Incubation of leaky or nonionic detergent-solubilized sarcoplasmic reticulum vesicles in solutions containing magnesium, beryllium, and fluoride caused a time-dependent complete inhibition of calcium ATPase activity. The inhibited state persisted through dialysis for 2 days versus EGTA and was reversed within minutes by the presence of 0.5 mM calcium. Calcium-independent ATPase activity was unaffected. Omission of magnesium or fluoride resulted in retention of activity, while omission of beryllium produced slower inactivation, as described previously (Murphy, A. J., and Coll, R. J. (1992) J. Biol.
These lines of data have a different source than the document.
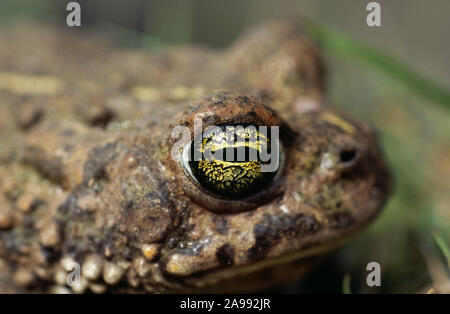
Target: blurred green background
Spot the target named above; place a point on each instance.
(396, 76)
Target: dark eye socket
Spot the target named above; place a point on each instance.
(234, 170)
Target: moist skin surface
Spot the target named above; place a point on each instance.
(87, 176)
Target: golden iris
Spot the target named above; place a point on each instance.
(230, 163)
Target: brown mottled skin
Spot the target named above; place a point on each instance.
(86, 173)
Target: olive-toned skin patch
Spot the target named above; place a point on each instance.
(87, 176)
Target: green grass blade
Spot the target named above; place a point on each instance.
(339, 43)
(442, 245)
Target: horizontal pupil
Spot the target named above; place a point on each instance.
(234, 154)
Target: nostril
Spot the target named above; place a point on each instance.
(347, 155)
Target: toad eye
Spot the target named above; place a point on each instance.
(234, 161)
(232, 154)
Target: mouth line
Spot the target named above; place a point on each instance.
(215, 276)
Chem. 267, 5229-5235). Incubation of nonleaky vesicles had a similar effect, although it occurred more than 10-fold more slowly, suggesting that a component, probably beryllium, must enter the vesicles for inhibition to occur. By contrast, inhibition of nonleaky vesicles by magnesium and fluoride developed less than 2-fold more slowly. Including calcium in the incubation mixtures resulted in partial protection, so that the time course of CaATPase activity leveled off at nonzero values (for example, at 0.1 mM calcium, the activity leveled off at 43% of control). This result is most simply accounted for by a model involving simultaneous binding of calcium and a form of fluoroberyllium to the CaATPase (e.g. Ca2EMgBeFn).